I tried to have a closer look to the ontology: I couldn’t, as it is the object of a shallow description, with only the broadest categories in it. Data practices and the differentiation into segments and fragments seem to reflect a practical way to display the content of the 115 policies.

However, why a more extended use of NLP and data mining have been excluded from the extraction and the ontology-building process? Why they have not been combined with the manual work described in the article?

Authors write “Our work required only marginal effort for translating unstructured natural language questions into formal queries, as our frame-based annotation process embedded ‘saliency’ in the corpus of annotations in the form of ontology categories and attributes. For this reason, the ontology-based analysis of privacy policies proposed in this article did not require dealing with the diversity and ambiguity of natural language text. The queries we present in Section 4.2 match by design the privacy questions that domain experts deemed as relevant for policy analysis, and that originated the PrivOnto framework in the first place.”

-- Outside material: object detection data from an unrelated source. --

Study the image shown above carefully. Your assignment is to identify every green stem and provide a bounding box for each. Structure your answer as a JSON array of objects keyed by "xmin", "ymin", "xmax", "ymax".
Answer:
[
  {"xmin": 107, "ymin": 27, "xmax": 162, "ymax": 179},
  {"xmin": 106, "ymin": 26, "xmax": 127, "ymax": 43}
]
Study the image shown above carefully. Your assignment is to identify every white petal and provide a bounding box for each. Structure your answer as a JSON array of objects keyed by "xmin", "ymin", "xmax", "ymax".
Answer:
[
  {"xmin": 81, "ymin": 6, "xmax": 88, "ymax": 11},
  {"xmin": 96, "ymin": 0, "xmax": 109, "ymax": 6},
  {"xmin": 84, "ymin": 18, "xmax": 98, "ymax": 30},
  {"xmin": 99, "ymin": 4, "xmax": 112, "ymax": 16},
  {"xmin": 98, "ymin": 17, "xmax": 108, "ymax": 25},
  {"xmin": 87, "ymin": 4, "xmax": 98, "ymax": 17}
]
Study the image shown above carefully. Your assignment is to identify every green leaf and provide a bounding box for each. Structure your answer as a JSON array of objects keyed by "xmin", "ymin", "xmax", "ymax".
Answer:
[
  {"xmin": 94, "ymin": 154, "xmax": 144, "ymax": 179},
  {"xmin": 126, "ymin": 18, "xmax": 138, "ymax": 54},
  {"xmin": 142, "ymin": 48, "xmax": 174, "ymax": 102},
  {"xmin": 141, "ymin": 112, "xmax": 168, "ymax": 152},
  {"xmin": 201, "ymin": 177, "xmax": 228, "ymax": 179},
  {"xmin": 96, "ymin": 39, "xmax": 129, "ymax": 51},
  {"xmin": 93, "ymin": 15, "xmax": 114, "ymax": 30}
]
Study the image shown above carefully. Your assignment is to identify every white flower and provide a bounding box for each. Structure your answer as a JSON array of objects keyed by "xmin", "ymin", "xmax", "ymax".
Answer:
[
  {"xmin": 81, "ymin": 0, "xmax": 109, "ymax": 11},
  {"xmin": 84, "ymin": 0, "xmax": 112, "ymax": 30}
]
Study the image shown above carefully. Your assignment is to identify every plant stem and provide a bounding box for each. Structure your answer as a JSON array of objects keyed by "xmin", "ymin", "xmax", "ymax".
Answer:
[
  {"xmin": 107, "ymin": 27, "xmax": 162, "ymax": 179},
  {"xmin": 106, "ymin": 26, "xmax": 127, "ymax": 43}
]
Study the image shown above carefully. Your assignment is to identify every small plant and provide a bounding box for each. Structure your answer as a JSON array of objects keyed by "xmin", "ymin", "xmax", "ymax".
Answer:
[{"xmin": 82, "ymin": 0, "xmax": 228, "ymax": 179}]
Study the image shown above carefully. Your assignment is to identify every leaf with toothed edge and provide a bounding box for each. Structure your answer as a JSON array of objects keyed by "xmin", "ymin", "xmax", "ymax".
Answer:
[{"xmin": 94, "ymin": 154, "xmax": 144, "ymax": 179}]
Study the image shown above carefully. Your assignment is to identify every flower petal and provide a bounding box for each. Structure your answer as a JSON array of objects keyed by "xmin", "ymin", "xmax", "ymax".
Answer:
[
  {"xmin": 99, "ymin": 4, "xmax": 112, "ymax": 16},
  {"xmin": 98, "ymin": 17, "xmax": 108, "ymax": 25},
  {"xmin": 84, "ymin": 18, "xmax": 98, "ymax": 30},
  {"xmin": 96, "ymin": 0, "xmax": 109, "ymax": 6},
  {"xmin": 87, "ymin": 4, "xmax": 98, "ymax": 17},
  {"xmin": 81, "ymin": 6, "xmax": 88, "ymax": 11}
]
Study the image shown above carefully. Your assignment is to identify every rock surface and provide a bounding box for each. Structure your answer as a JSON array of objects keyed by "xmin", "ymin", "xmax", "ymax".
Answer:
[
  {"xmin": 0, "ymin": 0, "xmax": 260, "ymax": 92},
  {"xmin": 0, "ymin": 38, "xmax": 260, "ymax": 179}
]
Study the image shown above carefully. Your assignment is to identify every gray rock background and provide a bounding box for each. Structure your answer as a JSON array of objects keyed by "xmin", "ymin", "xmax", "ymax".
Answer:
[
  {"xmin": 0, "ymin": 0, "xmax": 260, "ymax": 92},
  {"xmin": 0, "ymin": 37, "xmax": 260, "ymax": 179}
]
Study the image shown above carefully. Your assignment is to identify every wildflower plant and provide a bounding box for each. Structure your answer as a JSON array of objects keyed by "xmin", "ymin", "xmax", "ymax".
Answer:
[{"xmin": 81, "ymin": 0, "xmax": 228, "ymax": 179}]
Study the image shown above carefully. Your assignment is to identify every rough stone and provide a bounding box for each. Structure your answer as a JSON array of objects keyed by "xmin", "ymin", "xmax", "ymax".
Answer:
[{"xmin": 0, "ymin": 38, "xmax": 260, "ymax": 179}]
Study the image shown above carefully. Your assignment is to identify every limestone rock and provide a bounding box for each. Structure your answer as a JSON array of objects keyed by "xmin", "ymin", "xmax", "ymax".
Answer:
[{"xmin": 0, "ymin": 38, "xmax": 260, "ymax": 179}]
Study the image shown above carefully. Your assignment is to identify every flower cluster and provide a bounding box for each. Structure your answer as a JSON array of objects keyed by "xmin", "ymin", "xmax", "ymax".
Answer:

This can produce a kind of looping, leaning on the previous conceptual work produced by the annotators (legal experts). For at least ten years now, similar tasks have been carried out on privacy policy analysis using NLP techniques (e.g. parsing) to avoid the kind of bias that constructing ontologies from scratch (annotations) might produce. The authors mention natural language processing since the beginning, but I cannot see a good description of how it has been implemented in the project (there is a loose reference to Gandon’s work). I’d appreciate a discussion e.g. about the use of terminologies, large term banks, and term bases. A comparison with some works could be fruitful: Rodríguez-Doncel, V., M.C. Suárez-Figueroa, A. Gómez-Pérez, M. Poveda, 2013a. License linked data resources pattern, in: In Proc. of the 4th Int. Workshop on Ontology Patterns , 2013, Sydney. Proceedings of the 4th Workshop on Ontology and Semantic Web Patterns. CEUR-WS n. 1188, http://ceur-ws.org/Vol-1188/; J. Gracia, E. Montiel-Ponsoda, D. Vila-Suero, and G. Aguado-de Cea, "Enabling language resources to expose translations as linked data on the web," in Proc. of 9th Language Resources and Evaluation Conference (LREC'14), Reykjavik (Iceland). European Language Resources Association (ELRA), May 2014, pp. 409-413; Bosque-Gil, Julia, Jorge Gracia, Guadalupe Aguado-de-Cea, and Elena Montiel-Ponsoda. "Applying the OntoLex Model to a Multilingual Terminological Resource." In European Semantic Web Conference, pp. 283-294. Springer International Publishing, 2015.

There is another point to be brought into the duscussion: there is no mention of the deontic dimension of practices that have attired the attention of legal ontology builders (legal core and domain ontologies) and W3C policy engineering experts (Right Expression Languages, R. Iannella) so far. Surely, for the purposes of the article, it is not necessary to describe actions and data practices in terms of permissions, prohibitions and prescriptions. But in the end this is the regular normative form of policies and rights (think of e-Hohfeld language).
(viii) “The notion of “sociotechnical system”, according to which the interaction between people and technology is a central aspect of our society, can be a useful paradigm to understand privacy in the Digital Era”
I would suggest having a look at the notion of “artificial socio-cognitive systems”, as they have been described by Noriega, Padget, Verhagen, and d'Inverno, "The challenge of artificial socio-cognitive systems." (2014) (and in several Dagstuhl Seminars).